IRE1α Signaling Pathways Involved in Mammalian Cell Fate Determination

A diverse array of cellular stresses can lead to accumulation of misfolded or unfolded proteins in endoplasmic reticulum (ER), which subsequently elicits ER stress. Inositol-requiring enzyme 1α (IRE1α) is the most sensitive of the three unfolded protein response (UPR) branches which are triggered to cope with ER stress in mammalian cells. IRE1α signaling is quite context-specific on account of many adaptor and modulator proteins that directly interact with it, including heat shock proteins (HSPs), RING finger protein 13 (RNF13), poly (ADP-ribose) polymerase 16 (PARP16), Bax/Bak, and Bax inhibitor-1 (BI-1). The activated IRE1α triggers different downstream pathways depending on the UPRosome formed by distinct modulator proteins.
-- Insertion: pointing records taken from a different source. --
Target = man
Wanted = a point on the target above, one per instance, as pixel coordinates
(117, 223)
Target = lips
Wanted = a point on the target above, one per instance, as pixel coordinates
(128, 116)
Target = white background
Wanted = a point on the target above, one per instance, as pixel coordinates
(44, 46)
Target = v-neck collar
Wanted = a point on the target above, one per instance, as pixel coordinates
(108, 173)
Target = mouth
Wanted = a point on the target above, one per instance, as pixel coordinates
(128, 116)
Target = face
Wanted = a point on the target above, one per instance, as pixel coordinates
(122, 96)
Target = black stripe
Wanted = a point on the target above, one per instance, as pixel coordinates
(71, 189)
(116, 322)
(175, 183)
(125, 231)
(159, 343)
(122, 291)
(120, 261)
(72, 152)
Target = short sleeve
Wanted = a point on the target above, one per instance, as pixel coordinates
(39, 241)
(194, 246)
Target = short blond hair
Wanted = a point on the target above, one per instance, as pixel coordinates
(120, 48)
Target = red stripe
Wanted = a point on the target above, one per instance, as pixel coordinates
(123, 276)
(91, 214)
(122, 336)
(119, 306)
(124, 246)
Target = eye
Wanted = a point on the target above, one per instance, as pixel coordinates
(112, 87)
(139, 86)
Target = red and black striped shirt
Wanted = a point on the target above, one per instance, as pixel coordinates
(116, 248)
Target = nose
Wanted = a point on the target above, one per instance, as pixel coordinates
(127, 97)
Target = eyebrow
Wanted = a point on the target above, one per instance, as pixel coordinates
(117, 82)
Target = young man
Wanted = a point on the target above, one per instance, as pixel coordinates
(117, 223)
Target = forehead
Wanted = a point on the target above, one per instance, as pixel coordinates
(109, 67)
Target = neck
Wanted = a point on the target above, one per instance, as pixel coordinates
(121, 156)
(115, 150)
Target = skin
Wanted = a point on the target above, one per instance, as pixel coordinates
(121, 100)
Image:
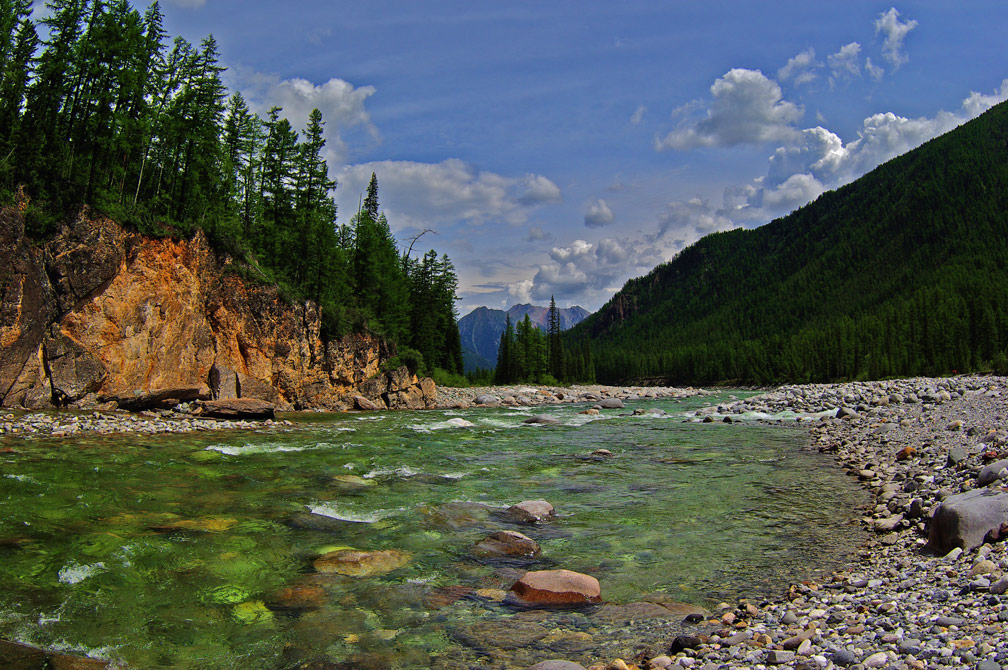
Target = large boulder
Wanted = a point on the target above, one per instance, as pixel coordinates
(965, 520)
(365, 404)
(223, 382)
(400, 379)
(507, 543)
(555, 587)
(158, 398)
(239, 408)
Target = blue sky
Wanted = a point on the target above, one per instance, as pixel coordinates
(563, 147)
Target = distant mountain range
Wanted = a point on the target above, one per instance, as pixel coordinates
(481, 329)
(902, 272)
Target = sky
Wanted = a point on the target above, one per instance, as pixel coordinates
(559, 148)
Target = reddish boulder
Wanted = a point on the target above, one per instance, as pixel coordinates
(555, 587)
(239, 408)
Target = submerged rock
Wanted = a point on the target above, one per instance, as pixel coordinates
(555, 587)
(532, 511)
(361, 563)
(507, 543)
(542, 418)
(318, 522)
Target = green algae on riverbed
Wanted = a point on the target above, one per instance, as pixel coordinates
(196, 550)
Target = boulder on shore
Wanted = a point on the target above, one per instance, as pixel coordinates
(238, 408)
(555, 587)
(965, 520)
(362, 403)
(532, 511)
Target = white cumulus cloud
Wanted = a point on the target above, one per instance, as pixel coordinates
(800, 69)
(587, 272)
(894, 32)
(845, 63)
(747, 108)
(799, 171)
(415, 193)
(598, 215)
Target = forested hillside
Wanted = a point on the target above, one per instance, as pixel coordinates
(99, 109)
(901, 272)
(481, 329)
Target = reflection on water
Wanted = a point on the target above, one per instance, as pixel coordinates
(197, 550)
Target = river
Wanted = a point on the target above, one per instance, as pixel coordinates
(196, 550)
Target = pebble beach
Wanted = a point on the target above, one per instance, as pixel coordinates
(914, 444)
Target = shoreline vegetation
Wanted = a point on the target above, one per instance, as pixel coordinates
(911, 598)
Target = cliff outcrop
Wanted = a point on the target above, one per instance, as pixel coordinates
(100, 314)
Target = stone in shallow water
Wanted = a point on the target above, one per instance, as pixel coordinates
(507, 543)
(555, 587)
(544, 419)
(532, 511)
(361, 563)
(556, 665)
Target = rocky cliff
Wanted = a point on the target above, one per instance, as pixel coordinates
(100, 314)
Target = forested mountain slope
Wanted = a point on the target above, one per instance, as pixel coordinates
(901, 272)
(481, 329)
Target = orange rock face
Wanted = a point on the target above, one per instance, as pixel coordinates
(104, 313)
(556, 587)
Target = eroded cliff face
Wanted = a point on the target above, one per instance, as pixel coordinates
(100, 314)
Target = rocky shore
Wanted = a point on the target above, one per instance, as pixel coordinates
(528, 396)
(924, 592)
(65, 424)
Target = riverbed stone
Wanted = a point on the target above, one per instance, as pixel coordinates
(556, 665)
(507, 543)
(544, 419)
(532, 511)
(555, 587)
(361, 563)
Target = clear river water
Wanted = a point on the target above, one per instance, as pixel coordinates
(196, 550)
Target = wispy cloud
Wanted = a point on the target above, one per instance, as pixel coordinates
(416, 193)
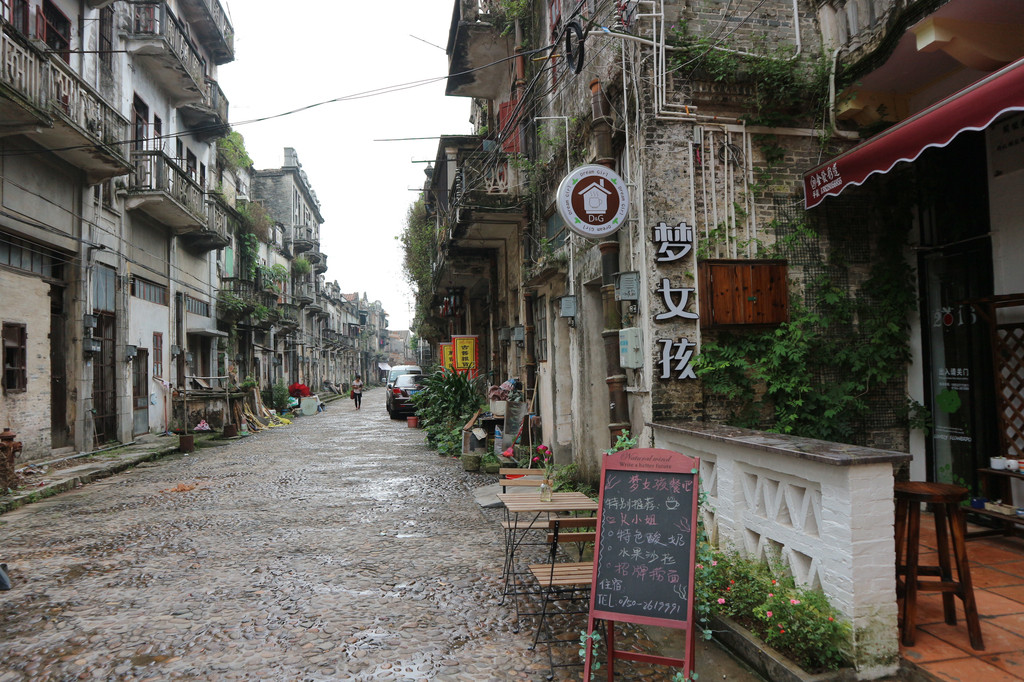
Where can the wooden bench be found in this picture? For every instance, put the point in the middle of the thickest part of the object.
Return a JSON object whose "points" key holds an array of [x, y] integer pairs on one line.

At the initial phase of ER stress, IRE1α-XBP1 axis functions as an adaptive response. While ER stress sustains or intensifies, signals shift to apoptotic responses. Furthermore, IRE1α signaling can be exploited to the development of a wide range of prevalent human diseases, with cancer the most characterized. Here we provide an overview of recent insights into the complex IRE1α signaling network which makes IRE1α an intriguing cell fate switch. Besides, the functional relevance is presented since IRE1α activation also participates in some other physiological processes beyond protein-folding status.